Did the Love Won Out conference divide this highlighted family?
Not really.
What divides Brenda and Brandon Meredith — a mother and son — has little directly to do with a conference held at a church building in Atlanta, although Brenda did go to the Love Won Out conference, and Brandon did go to the Truth Wins Out protest.
The article read, with regards to the mother:
“We’re helping to equip her with how to respond in a Christian way to her son,” said Melissa Fryrear, director of gender issues for Focus on the Family. “She doesn’t have to forfeit what she believes about Biblical sexuality but certainly still be in a loving relationship with her son. That’s what’s most important.”
“I love him,” Brenda Meredith said. “I love him unconditionally, no matter what he does.
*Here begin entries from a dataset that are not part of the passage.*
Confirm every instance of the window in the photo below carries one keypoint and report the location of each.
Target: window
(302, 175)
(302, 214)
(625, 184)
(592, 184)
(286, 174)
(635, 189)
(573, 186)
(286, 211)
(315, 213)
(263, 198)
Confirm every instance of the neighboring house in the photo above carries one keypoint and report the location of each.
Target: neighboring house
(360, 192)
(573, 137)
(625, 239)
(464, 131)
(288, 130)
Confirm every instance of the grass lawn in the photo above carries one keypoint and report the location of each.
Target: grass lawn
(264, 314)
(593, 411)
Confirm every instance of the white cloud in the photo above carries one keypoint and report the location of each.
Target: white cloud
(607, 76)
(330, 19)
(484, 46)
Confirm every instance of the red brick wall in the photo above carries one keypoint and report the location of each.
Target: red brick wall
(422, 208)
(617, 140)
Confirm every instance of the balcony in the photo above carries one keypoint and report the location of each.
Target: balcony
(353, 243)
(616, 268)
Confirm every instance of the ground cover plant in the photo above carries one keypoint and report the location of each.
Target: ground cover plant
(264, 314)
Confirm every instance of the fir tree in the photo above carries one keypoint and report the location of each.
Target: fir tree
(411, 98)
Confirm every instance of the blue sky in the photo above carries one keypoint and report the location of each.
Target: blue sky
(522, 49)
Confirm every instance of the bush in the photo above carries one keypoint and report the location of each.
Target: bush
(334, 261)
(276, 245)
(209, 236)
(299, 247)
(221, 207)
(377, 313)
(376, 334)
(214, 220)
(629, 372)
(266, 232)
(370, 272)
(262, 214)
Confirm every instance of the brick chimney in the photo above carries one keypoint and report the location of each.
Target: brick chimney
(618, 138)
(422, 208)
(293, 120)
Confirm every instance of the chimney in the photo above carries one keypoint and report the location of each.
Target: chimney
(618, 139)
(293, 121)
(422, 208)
It’s not that I like what he does, but I love him.”
With regards to the son, the article read:
…He insisted he doesn’t want to change and believes the conference in Woodstock sent the wrong message.
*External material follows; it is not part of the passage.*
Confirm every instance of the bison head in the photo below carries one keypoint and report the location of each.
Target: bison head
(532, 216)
So far, he has not convinced his mom. But he said, “We still do love each other.”
Perhaps the Love Won Out conference may have been the most recent location this mother and son were divided. but it isn’t where they’re divided.
The where of their divide perhaps is more broadly found in the conservative religious conviction that a person who has same-sex attractions has a mutable condition, and more precisely found within Brandon’s conservative religious Mom’s feeling her son should change his sexual orientation to a heterosexual one.
When I think about my relationship with my own Orthodox Christian Mom, it’s really clear to me that a place is just a place. My Mom’s and my divide over my gender identity, like the Meredith family’s mother and son divide over his sexual orientation, seems to have little to do with location.
The only mutable condition is the selection Brenda made about her religious beliefs.